Прошло много лет. Даже не берусь сказать, сколько именно. Я шел вдвоем с моей переводчицей на иврит Мойрой Бажан по Тель-Авиву. На перекрестке, там, где пересекаются Бен-Иегуда и Алленби, я спросил у нее: «Разве поймешь, что это Земля Израиля?» Если бы не еврейские буквы на вывесках, можно было бы подумать, что я в Бруклине: те же автобусы, такой же шум, те же бензиновые выхлопы, даже кинотеатр такой же. Современная цивилизация поглотила всякую индивидуальность. Если на Марсе есть жизнь, надо думать, и там вскоре…
У меня уже не было времени описывать, что будет тогда. Я поглядел направо: передо мной была Крохмальная. Случилось это как-то вдруг. Мираж, что ли, или видение средь бела дня. Узкая улица, вдоль нее лотки, лотки, лотки… С фруктами, с овощами. А еще рубашки, нижнее белье, развеваются юбки. Толпа не прогуливалась, а неистово рвалась вперед. Чудились те же голоса, те же запахи, вообще все было то же самое, только слов нельзя было разобрать. Показалось сперва, что разносчики расхваливают свой товар на идиш, на польском диалекте, как в Варшаве. Но это был иврит. «Что это?» — спросил я переводчицу. Она ответила: «Базар Кармель».

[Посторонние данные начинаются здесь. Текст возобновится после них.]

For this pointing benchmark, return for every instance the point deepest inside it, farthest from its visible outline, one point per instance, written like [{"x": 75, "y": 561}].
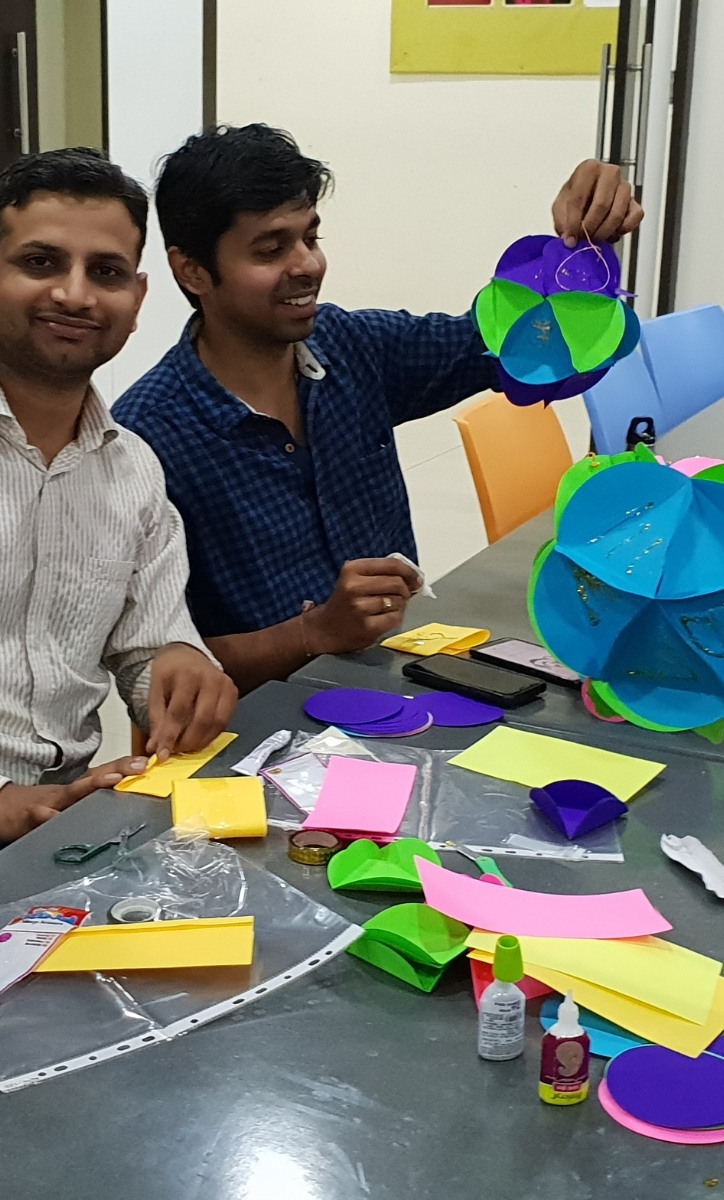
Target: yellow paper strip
[
  {"x": 160, "y": 777},
  {"x": 215, "y": 942},
  {"x": 536, "y": 760},
  {"x": 437, "y": 639},
  {"x": 647, "y": 969},
  {"x": 226, "y": 808},
  {"x": 651, "y": 1024}
]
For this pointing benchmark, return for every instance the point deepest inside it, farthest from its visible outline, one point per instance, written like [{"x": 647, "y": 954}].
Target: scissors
[{"x": 81, "y": 852}]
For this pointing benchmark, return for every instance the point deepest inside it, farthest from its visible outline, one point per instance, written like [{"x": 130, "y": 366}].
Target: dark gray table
[{"x": 347, "y": 1085}]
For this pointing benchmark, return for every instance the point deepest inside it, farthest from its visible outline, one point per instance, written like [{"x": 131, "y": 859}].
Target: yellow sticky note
[
  {"x": 160, "y": 777},
  {"x": 160, "y": 945},
  {"x": 436, "y": 639},
  {"x": 646, "y": 969},
  {"x": 652, "y": 1024},
  {"x": 536, "y": 760},
  {"x": 227, "y": 808}
]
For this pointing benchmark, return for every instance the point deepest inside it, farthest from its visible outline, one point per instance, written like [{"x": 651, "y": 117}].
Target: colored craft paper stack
[
  {"x": 629, "y": 592},
  {"x": 602, "y": 947},
  {"x": 413, "y": 942},
  {"x": 364, "y": 798},
  {"x": 665, "y": 1096},
  {"x": 366, "y": 713},
  {"x": 554, "y": 318}
]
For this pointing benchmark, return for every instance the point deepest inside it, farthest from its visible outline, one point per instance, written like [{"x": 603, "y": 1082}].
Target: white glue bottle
[{"x": 502, "y": 1017}]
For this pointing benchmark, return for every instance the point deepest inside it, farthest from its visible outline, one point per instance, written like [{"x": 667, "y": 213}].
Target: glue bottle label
[{"x": 564, "y": 1069}]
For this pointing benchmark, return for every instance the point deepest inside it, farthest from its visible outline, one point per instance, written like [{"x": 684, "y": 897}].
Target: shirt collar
[{"x": 96, "y": 424}]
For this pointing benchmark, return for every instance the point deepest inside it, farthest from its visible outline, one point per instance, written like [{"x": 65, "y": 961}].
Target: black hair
[
  {"x": 79, "y": 172},
  {"x": 215, "y": 175}
]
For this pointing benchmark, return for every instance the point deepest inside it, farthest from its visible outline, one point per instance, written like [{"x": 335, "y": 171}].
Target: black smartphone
[
  {"x": 495, "y": 685},
  {"x": 527, "y": 658}
]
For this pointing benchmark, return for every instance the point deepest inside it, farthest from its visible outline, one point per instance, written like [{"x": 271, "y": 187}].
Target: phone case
[{"x": 495, "y": 685}]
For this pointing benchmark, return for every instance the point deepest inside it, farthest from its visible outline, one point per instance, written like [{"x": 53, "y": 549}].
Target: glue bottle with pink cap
[{"x": 564, "y": 1059}]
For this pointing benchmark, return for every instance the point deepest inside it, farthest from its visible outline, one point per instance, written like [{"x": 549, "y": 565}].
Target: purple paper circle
[
  {"x": 666, "y": 1089},
  {"x": 412, "y": 718},
  {"x": 453, "y": 711},
  {"x": 352, "y": 706}
]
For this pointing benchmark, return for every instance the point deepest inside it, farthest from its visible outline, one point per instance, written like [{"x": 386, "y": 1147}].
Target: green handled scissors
[{"x": 82, "y": 851}]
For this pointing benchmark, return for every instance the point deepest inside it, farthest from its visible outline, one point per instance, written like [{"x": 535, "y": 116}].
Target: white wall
[
  {"x": 154, "y": 103},
  {"x": 436, "y": 175},
  {"x": 701, "y": 258}
]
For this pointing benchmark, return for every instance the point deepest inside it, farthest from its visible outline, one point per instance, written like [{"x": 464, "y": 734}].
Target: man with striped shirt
[{"x": 93, "y": 557}]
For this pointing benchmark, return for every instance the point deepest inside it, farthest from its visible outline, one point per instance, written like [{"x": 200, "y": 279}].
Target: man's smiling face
[{"x": 70, "y": 288}]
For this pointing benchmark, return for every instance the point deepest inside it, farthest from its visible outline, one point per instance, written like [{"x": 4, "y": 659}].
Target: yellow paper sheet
[
  {"x": 160, "y": 777},
  {"x": 215, "y": 942},
  {"x": 646, "y": 969},
  {"x": 654, "y": 1025},
  {"x": 226, "y": 808},
  {"x": 536, "y": 760},
  {"x": 437, "y": 639}
]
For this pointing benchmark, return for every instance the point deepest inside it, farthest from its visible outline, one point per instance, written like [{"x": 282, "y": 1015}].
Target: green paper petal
[
  {"x": 592, "y": 327},
  {"x": 498, "y": 306}
]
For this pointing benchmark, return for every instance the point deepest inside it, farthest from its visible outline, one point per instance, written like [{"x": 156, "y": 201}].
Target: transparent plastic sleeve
[
  {"x": 448, "y": 803},
  {"x": 51, "y": 1024}
]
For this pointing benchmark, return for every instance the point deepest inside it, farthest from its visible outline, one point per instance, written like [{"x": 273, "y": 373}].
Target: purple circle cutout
[
  {"x": 449, "y": 709},
  {"x": 352, "y": 706}
]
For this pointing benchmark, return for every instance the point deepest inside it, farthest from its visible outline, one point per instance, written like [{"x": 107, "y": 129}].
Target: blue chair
[
  {"x": 677, "y": 372},
  {"x": 684, "y": 355},
  {"x": 624, "y": 393}
]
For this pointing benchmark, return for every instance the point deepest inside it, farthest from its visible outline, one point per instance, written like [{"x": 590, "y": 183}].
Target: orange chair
[{"x": 516, "y": 457}]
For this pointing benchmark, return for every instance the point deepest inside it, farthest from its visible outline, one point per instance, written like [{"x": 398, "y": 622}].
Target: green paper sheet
[
  {"x": 366, "y": 867},
  {"x": 498, "y": 306},
  {"x": 592, "y": 327},
  {"x": 383, "y": 957},
  {"x": 536, "y": 760},
  {"x": 419, "y": 933}
]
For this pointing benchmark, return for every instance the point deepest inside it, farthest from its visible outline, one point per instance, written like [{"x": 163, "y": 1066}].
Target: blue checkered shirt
[{"x": 269, "y": 522}]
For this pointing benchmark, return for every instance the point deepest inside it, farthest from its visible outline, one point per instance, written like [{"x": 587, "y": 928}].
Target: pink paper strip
[
  {"x": 363, "y": 797},
  {"x": 681, "y": 1137},
  {"x": 538, "y": 913}
]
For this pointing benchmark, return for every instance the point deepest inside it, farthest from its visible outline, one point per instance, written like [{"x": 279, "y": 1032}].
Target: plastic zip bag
[{"x": 51, "y": 1024}]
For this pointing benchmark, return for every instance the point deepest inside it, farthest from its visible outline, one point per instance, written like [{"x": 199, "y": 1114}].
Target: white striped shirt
[{"x": 93, "y": 576}]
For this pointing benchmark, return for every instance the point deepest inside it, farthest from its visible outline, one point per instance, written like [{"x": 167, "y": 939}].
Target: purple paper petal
[
  {"x": 346, "y": 706},
  {"x": 582, "y": 269},
  {"x": 576, "y": 807},
  {"x": 522, "y": 262},
  {"x": 666, "y": 1089},
  {"x": 459, "y": 712},
  {"x": 524, "y": 394}
]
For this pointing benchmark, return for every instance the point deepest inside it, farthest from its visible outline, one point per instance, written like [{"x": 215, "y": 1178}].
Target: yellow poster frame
[{"x": 501, "y": 39}]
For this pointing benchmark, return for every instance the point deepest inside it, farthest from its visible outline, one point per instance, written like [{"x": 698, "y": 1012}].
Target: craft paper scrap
[
  {"x": 363, "y": 797},
  {"x": 647, "y": 969},
  {"x": 651, "y": 1024},
  {"x": 160, "y": 777},
  {"x": 538, "y": 913},
  {"x": 163, "y": 945},
  {"x": 28, "y": 940},
  {"x": 227, "y": 808},
  {"x": 536, "y": 760},
  {"x": 436, "y": 639}
]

Я попытался было проложить нам путь через это скопище всяческого сброда, и тут случилось еще одно чудо: я увидал горбуна. Он был так похож на того, из Варшавы, что я было подумал, что это он и есть, но только на секунду. Сын его, может? Или внук? Да, но разве горб передается по наследству? Или сам горбун с Крохмальной воскрес? Я стоял разинув рот. На этот раз клубника, не была подпорчена, но при ярком полуденном освещении казалась раскрашенной. Горбун расхваливал свой товар, распевая на разные лады, — монотонно и в то же время насмешничая, поддразнивая. Желтые глаза его смеялись. Женщины, дети стояли вокруг. Веселились вместе с ним и покачивали головами. То ли одобряя, то ли с укоризной, то ли то и другое сразу. Пока я стоял, глазея, я заметил в сторонке кучку парней, в фуражках с лакированным козырьком, с бляхами на фуражках, в рубашках навыпуск. Что-то вроде варшавской полиции. Они подпихивали, толкали друг друга — как школьники на переменке. Потом прошли сквозь толпу, подошли к горбуну и, не говоря ни слова, принялись передвигать его ящики с клубникой. Это, видимо, была не регулярная полиция, а просто служащие, которые следят за порядком на рынке. Горбун завопил что-то безумное и принялся яростно жестикулировать. Он даже попытался выхватить у парня один ящик, но в это время другой легонько оттолкнул его. Около меня остановился какой-то человек. Мне показалось почему-то, что он говорит на идиш. Я спросил: «Чего они хотят?» «Им кажется, что он занимает слишком много места. Хотят втиснуть еще одного продавца. Черт бы их взял со всеми потрохами», — ответил он.